Entrevista: Eucaliptais têm menos invertebrados no solo, mas um maior número de espécies
As monoculturas de eucalipto (espécies do género Eucalyptus) têm, regra geral, um menor número de animais invertebrados no solo, mas, inversamente, uma maior diversidade de espécies, quando comparadas com monoculturas de outros tipos, como acácias ou pinheiros.
A conclusão é apresentada num artigo publicado na revista ‘Land Degradation & Development’, de um grupo de investigadores liderado pela Universidade de Coimbra.
O trabalho teve por base a revisão e compilação de 26 estudos científicos, já publicados e referentes a diversas regiões geográficas, que comparam os efeitos das plantações monoespecíficas de eucaliptos na fauna dos solos com os efeitos de outros usos do solo. Assim, combinando todos esses resultados, a equipa conseguiu obter uma visão mais global da relação entre esse tipo de plantação e os organismos invertebrados que vivem nos solos.

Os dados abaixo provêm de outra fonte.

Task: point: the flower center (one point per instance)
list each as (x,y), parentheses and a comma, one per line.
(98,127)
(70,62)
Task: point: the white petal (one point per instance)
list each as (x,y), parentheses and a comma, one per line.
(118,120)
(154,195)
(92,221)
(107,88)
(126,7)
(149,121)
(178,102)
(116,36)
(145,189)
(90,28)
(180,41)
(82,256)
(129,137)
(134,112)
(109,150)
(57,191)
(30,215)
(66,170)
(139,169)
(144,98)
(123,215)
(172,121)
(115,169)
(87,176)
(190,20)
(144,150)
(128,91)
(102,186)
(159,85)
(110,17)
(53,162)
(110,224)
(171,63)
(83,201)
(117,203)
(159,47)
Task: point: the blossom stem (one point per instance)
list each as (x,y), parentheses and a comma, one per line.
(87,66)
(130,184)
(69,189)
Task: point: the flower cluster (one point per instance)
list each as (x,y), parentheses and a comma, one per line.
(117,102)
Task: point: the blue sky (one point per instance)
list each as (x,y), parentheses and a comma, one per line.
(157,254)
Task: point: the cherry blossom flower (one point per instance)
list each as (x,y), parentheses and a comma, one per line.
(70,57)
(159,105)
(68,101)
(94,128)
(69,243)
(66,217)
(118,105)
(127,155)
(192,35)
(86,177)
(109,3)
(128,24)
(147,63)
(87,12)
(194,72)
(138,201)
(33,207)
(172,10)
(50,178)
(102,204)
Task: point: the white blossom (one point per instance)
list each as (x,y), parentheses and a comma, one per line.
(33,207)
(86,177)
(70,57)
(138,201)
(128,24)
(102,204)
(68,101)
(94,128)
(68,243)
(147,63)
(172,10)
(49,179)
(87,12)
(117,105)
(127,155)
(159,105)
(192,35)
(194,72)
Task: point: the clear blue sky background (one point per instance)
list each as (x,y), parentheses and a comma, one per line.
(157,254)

Para poderem deslindar esses efeitos e perceber as suas variações, os cientistas compararam a diversidade (número de espécies) e a densidade (número de indivíduos) de invertebrados do solo nas monoculturas de eucaliptos com outras modalidades de uso de solo: matas de acácias que surgiram de forma selvagem (não foram plantadas), florestas nativas, outros tipos de plantações, como acácias e pinheiros, pastagens e sistemas que integram simultaneamente agricultura, pecuária e floresta.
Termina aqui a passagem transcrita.